Ce livre offre d’abord une étude du théâtre Fin de Siècle à partir du point de vue du spectateur. Au-delà de cet objectif, il vise à comprendre certains des dispositifs qui produisent des changements de sensibilité. Se penchant sur les trente dernières années du XIXe siècle, l’auteur décrit un processus de désymbolisation semblable à celui de notre époque, caractérisé par l’affaiblissement des liens sociaux, l'hostilité entre les classes, et le développement de sciences et de techniques qui ébranlèrent les deux piliers traditionnels de la société, l'Église et l'État.
Face à ce tableau, un symbolisme nouveau s’est alors fait jour dans le théâtre bourgeois et populaire, autant sinon davantage que dans les avant-gardes. À cette époque, le théâtre est, en effet, un art si omniprésent qu'on a pu parler de dramatocratie. À partir de trois œuvres qui ont marqué profondément la Fin de Siècle, L'Arlésienne d'Alphonse Daudet, Ubu Roi d'Alfred Jarry et Cyrano de Bergerac d'Edmond Rostand, l’auteur dégage un dispositif trinitaire, d’inspiration chrétienne, qui a permis aux spectateurs d’assimiler l'affaiblissement de la structure patriarcale autoritaire.
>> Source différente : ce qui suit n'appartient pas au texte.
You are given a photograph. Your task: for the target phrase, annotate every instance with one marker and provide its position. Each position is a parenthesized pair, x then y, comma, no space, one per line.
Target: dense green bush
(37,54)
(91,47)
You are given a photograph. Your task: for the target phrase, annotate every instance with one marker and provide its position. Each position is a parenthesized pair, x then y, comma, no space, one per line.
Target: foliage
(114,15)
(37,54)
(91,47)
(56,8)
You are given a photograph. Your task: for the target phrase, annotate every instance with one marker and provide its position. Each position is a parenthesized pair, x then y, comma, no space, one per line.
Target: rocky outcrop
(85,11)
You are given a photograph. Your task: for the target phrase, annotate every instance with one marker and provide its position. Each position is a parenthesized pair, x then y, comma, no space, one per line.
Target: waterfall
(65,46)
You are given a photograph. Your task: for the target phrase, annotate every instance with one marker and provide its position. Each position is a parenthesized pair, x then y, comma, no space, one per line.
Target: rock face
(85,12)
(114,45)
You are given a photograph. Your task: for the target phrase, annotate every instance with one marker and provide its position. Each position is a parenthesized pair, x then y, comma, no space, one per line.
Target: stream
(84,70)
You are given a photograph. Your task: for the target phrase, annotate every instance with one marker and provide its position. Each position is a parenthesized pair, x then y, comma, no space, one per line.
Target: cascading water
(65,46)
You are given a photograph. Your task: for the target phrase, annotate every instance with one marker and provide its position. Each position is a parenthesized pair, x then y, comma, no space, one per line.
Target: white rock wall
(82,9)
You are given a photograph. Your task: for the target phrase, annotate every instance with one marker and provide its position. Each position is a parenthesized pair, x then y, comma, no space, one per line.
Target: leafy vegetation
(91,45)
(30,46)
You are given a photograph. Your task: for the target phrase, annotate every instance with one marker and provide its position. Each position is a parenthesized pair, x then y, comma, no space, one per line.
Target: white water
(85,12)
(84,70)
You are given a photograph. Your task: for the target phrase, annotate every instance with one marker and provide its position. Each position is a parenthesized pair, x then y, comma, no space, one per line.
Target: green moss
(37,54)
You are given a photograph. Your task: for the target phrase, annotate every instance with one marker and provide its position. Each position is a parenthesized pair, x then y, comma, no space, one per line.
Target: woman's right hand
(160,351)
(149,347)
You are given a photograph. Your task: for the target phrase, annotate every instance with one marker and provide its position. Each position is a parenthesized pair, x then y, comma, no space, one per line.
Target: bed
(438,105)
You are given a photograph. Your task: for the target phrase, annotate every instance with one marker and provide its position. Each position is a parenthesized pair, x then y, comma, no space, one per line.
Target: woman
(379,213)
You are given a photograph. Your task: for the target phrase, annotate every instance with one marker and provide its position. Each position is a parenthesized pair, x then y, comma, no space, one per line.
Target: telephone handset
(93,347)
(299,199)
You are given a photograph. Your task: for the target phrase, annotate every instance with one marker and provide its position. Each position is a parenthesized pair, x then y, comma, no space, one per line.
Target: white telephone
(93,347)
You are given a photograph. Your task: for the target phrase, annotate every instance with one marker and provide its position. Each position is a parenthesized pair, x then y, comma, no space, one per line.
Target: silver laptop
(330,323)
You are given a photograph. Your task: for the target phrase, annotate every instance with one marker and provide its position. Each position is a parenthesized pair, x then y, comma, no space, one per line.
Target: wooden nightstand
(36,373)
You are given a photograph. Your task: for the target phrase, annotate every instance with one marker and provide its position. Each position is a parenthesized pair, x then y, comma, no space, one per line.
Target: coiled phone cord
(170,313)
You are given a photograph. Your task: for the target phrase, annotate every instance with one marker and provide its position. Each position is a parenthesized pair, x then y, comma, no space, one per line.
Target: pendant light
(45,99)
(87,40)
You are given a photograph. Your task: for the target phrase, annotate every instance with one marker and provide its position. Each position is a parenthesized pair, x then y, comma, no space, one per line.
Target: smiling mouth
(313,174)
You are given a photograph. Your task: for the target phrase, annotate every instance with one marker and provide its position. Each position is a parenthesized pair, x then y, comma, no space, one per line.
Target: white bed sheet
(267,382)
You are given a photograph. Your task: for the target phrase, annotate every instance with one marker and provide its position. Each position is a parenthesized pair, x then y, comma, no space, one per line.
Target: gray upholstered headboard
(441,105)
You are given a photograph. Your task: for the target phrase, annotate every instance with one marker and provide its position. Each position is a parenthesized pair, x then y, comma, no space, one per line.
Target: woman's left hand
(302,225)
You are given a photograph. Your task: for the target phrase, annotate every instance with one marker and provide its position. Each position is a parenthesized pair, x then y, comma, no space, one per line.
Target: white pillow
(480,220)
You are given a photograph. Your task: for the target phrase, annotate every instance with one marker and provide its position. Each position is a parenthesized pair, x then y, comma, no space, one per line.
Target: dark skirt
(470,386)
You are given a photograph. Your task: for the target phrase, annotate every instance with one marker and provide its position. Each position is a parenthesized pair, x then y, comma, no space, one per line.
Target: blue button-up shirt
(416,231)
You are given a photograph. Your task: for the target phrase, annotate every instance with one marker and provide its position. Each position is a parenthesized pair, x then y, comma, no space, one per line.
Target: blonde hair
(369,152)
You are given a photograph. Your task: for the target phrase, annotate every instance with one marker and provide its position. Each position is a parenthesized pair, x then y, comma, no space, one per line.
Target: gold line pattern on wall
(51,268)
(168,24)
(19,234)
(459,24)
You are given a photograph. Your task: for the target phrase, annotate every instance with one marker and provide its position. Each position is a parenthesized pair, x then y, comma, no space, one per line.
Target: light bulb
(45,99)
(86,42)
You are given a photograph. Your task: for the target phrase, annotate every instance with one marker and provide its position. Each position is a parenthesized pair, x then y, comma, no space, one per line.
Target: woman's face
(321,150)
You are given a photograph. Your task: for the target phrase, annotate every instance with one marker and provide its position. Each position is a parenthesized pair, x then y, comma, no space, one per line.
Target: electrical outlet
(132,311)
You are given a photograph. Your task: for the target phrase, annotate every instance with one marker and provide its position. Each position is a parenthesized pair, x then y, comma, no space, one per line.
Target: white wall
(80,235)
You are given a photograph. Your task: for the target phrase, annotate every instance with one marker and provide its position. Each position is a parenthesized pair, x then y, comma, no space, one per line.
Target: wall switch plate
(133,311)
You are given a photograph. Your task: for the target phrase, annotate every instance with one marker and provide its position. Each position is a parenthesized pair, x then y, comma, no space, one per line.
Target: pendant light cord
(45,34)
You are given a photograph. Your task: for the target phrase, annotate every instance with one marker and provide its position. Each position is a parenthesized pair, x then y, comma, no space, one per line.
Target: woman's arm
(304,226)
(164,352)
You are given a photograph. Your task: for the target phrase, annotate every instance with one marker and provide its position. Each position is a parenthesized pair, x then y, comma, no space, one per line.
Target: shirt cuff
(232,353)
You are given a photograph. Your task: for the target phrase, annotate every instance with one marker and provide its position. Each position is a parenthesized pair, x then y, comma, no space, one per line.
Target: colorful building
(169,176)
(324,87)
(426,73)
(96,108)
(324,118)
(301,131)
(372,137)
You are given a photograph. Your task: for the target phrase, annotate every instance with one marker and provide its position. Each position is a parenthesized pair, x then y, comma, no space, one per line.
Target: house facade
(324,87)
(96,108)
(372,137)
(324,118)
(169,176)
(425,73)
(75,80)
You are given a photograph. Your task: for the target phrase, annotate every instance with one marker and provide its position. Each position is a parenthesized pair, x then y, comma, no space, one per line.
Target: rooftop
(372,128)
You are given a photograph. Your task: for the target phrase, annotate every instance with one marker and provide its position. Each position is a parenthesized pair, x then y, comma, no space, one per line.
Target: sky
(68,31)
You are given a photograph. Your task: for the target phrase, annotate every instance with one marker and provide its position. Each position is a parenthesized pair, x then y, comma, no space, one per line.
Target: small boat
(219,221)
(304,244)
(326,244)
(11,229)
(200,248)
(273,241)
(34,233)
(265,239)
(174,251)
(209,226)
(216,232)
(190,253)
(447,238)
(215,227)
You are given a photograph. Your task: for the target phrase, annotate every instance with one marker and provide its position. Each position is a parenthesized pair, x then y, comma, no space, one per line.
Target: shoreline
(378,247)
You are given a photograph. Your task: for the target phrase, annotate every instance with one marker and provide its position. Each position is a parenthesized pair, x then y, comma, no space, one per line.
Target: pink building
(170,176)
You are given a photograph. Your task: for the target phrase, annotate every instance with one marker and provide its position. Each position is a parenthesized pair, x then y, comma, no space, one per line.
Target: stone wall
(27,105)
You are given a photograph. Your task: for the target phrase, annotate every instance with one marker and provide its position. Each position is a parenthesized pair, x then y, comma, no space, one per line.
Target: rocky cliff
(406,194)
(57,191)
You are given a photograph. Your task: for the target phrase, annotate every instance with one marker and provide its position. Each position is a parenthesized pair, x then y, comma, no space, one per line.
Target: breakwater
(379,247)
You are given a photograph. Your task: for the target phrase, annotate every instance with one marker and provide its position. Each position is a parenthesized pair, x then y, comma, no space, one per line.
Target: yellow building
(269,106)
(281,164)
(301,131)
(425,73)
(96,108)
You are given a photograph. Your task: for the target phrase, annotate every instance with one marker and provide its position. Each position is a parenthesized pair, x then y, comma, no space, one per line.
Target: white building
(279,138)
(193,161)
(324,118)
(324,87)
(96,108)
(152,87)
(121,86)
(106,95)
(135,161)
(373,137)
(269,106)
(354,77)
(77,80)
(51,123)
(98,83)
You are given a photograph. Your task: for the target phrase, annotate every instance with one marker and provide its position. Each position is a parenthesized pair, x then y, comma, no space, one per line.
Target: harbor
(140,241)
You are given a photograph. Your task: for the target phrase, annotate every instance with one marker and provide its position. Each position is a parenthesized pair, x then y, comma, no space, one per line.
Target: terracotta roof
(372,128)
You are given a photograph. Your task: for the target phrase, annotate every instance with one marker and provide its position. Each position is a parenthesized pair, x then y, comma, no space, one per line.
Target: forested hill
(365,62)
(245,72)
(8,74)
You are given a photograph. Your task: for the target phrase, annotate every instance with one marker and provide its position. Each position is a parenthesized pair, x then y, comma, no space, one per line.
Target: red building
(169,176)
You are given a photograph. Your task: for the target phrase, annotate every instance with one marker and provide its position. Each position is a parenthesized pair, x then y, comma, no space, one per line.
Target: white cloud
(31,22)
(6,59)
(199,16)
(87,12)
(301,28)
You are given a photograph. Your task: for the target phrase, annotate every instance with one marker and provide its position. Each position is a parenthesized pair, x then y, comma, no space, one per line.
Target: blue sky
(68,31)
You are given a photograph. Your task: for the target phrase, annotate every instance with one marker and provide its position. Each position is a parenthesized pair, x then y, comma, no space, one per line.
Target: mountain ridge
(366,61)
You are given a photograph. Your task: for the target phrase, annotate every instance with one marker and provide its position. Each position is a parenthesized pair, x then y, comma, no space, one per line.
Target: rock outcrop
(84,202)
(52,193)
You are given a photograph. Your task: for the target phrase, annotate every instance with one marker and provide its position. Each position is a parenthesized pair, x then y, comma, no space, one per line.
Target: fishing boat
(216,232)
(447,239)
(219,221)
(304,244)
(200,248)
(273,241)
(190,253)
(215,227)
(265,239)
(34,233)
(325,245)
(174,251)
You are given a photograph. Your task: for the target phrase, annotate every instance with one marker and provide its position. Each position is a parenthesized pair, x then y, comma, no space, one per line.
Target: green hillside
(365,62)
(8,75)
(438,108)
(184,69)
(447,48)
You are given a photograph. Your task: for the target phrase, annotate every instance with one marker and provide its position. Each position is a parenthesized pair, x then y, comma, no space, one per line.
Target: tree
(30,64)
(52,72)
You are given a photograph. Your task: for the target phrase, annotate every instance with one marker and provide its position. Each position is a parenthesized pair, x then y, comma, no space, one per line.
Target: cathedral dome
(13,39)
L’ouvrage rapproche ce rôle important qu’a pu jouer le théâtre de l'émergence d'une nouvelle esthétique fondée sur l'introduction de l'électricité, l'invention de la mise en scène, la transformation du jeu des comédiens et de l'écriture dramatique. Ce nouveau mode de représentation, à l’opposé du théâtre frontal de la période précédente, a créé un théâtre hypnotique, qui mettait les spectateurs magnétisés dans un état permettant une réception à la fois individuelle et collective du spectacle sur scène et de nouvelles associations psychiques.
L’auteur met en lumière par cet essai une théorie de la réception théâtrale qui s'écarte des sentiers battus. Se fondant à la fois sur l'analyse littéraire, l'anthropologie et les neuro-sciences, il montre que le théâtre a été – et continue d’être – le lieu d'une remise en marche des processus de symbolisation. Il montre en particulier, en rapprochant le théâtre des recherches sur le chamanisme, que les spectateurs ne reçoivent jamais un spectacle unique mais plutôt, comme sous hypnose, une collection de fragments qu'ils recomposent. Il plaide ainsi efficacement pour une nouvelle approche du théâtre Fin de Siècle. Comme toujours, Jean-Marie Apostolidès présente ses analyses d'une façon claire, dans une langue accessible au public général aussi bien qu’au public universitaire, réunissant autour de son sujet les faits historiques les plus pertinents en même temps que les plus pittoresques.